According to (Berg 2013), the substance in regulation is defined as the tools and rules available to regulators. Herein, the authors refer to the RIA as an important substance to improve the knowledge basis and regulatory governance of public utilities (Berg 2013; Meuleman 2015; Carvalho et al. 2017; Marques & Pinto 2018). The absence of the RIA may contribute to an irrational decision process, especially with respect to water and wastewater services (WWS). Any strategy adopted by governments (primary law) or regulators (secondary law) could imply behavior changes either in public or private entities acting within the referred sector (Massarutto et al. 2013).
Although there are some academic RIA evaluations of Brazil's WWS (Carvalho et al. 2017), to the best of our knowledge, none of the national regulators have used the RIA in practice. From this perspective, the main objective of this paper is to oversee a case study that employs a RIA framework capable of supporting a regulatory decision process in a context where such a frame can upgrade the outcomes (Oldford & Filion 2013). This approach could enrich research originality and provide an opportunity for the Water and Wastewater Regulatory Agency of Minas Gerais state (ARSAE in Portuguese) to expand its knowledge, increase its power to access data and improve its regulatory function.
The authors believe that this scenario can provide an opportunity to observe the RIA in practice following three steps, namely, (i) the status quo, (ii) an assessment using a multiple criteria decision analysis (MCDA), and (iii) a consultancy. The reason for doing so is that the WWS policy or regulation involves several objectives which require MCDA combined with the judgments of decision makers (DMs) to enhance the quality of information throughout the decision-making process. This work represents the first known effort to apply the RIA in the Brazilian wastewater sector.
In this paper, the authors implement the MCDA modeling method using an interactive approach through a categorical-based evaluation technique, which assesses the impacts of each option offering cost-benefit analysis at the end. This method was developed by adopting a specified evaluating structure to assess the various possibilities (Pinto & Marques 2016). The criteria and options were defined by a focus group comprised of regional and local stakeholders who were regarded as experts in the field. A conference panel and a web survey were used to obtain value functions and weights of the criteria. Sensitivity, robustness and cost-benefit analysis were used to indicate the most adequate policy option.

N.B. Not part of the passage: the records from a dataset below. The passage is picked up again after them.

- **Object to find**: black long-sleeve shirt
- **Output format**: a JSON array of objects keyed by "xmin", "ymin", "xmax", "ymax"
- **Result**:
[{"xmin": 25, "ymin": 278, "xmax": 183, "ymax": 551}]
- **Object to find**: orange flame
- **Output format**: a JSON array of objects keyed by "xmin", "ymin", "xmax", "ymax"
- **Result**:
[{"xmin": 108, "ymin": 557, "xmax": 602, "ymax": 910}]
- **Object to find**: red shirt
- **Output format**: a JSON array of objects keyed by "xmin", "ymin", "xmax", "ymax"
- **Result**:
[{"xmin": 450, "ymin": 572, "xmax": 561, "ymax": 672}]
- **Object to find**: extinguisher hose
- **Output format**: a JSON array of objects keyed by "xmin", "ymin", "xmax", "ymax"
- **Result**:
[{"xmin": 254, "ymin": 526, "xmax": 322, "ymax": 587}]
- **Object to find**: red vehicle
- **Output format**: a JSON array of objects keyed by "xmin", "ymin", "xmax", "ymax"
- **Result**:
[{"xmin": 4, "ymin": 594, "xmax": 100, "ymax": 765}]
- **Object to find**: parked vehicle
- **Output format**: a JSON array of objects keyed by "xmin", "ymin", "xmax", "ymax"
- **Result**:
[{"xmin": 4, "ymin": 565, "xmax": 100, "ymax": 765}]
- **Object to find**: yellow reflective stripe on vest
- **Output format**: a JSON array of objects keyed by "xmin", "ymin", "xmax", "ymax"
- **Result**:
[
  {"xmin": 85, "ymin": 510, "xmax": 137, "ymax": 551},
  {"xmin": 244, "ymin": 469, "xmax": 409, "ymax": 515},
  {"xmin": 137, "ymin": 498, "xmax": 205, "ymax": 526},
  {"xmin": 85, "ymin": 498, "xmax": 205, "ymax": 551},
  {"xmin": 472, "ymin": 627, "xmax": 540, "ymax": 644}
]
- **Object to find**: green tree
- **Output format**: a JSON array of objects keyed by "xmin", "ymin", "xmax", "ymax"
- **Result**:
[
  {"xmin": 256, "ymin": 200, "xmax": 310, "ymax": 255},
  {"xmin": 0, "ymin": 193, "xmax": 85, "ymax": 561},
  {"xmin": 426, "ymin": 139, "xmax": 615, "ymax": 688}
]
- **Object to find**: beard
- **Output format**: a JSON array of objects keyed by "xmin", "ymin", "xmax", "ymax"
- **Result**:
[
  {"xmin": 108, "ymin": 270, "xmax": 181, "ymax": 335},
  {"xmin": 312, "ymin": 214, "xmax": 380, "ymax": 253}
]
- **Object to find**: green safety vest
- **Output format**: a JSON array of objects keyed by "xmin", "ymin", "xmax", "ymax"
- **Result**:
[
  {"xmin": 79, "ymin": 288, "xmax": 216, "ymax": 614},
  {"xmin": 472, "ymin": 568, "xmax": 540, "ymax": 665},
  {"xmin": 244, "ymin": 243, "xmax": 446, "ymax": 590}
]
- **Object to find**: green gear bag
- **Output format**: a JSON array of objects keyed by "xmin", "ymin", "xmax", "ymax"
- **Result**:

The remainder of this paper is organized as follows. The next section discusses the current wastewater sectors in Brazil and, particularly, in the state of Minas Gerais. The following section describes the RIA framework as an innovative approach, and the methodology is detailed in the subsequent section. The next section then provides an example of the RIA application and the corresponding implications. The subsequent section presents the discussion and the last section draws the paper conclusion.
WATER AND WASTEWATER SERVICES: BRAZIL
In terms of structure, the WWS, together with solid waste management and rainfall drainage, is classified in Brazil as part of a broader concept called ‘basic sanitation’. Currently, the sector is decentralized into municipal jurisdictions in which local administrations are responsible for providing these services. A few regulatory agencies for water supply and wastewater services were created after 1997, and Law no.11445/2007 formalized their activities. Until 2014, 50 regulatory agencies were established for WWS, of which 22 were state agencies, one was a district agency, 24 were municipal agencies and three were municipal consortia (micro-regional) (ABAR 2015).
Brazil faces a historic deficit in basic services that fosters inequities and enhances social gaps (Carvalho & Sampaio 2015). Approximately 6.9% of the urban population have no access to the water supply network, while 42% have no access to the wastewater network. In the state of Minas Gerais (MGS), specifically in the Belo Horizonte metropolitan region (BHMR), between 30% and 46% of the urban population has no access to the water supply or to the wastewater network (SNIS 2015). There are two main reasons for the wastewater treatment deficit in the MGS, namely, (i) a lack of coverage caused by investments below the desired levels and (ii) a portion of the population that refuses to connect to the public wastewater network to avoid paying for the service. As previously mentioned, investment levels in Brazil and MGS are inferior to those required for the universalization of wastewater services. Nevertheless, when the investments are made, household connections fail to accomplish the expected levels.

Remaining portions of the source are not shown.